5) My reference to financial regulation was just about the dirty business of government regulation. I am not a lawyer, but I know that CFDs are considered illegal in the US and some other countries. Also, betting in general is highly regulated in many countries, so I am recommending that anyone who wants to trade in BitAssets should maybe check with a lawyer to make sure that he may do so unmolested in his jurisdiction. We're all of good intention here, but there are many people out there of questionable intent who may come out of the woodwork and get nasty if these types of trading arrangements come onto their radar.
5.5) I have a copy of the Big Short which I've never gotten around to reading. It's on my list. I'm not suggesting that betting can't be profitable. I'm not suggesting that betting is bad. After all, my main example, Jesse Livermore, made enough money betting in bucket shops to enter the stock market as a big player. I am only pointing out that betting and CFDs are a relatively weak arrangement that are subject to relatively easy and low-risk manipulation.
6) Quote:
The reason the bucket shops could manipulate trade is that they had knowledge of an additional large order book and vulnerable margin positions, not because traders weren't able to call bluffs or request the delivery of an underlying asset.
End Quote.
These two reasons are not mutually exclusive. A bucket shop could manipulate markets because it had knowledge of a large order book and vulnerable margin positions and because traders weren't able to call bluffs by taking delivery of the underlying assets. Large institutions like JPMorganChase have knowledge of order books and vulnerable margin positions, and many market observers believe that such institutions take advantage of this privilege. There is no doubt that a public ledger could improve upon the current trust-based arrangement, but that would not change the fact that market manipulation is more easily accomplished when no one can stand for delivery.
6.5) It is ironic that BitAssets was designed to address the immature and illiquid nature of the Bitcoin market, but BitAssets is subject to the same problems of immaturity and illiquidity. In a future post, I may address that as a “crisis of purpose.”

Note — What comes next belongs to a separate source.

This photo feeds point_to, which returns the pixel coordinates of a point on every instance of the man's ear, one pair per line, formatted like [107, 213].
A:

7) I remember that, while I was reading Bytemaster's Blog, I was thinking that there was a curious lopsided nature to the arrangement which seemed to favor one side of the trade over the other. I didn't look into it too deeply, but I wondered why it wouldn't be a level playing field.
OK, that is much, much shorter than what I wrote the other day, and of a poorer quality. I can't remember what I included in the other that I must be leaving out of this post, but maybe I've covered the basics. Sorry about the loss.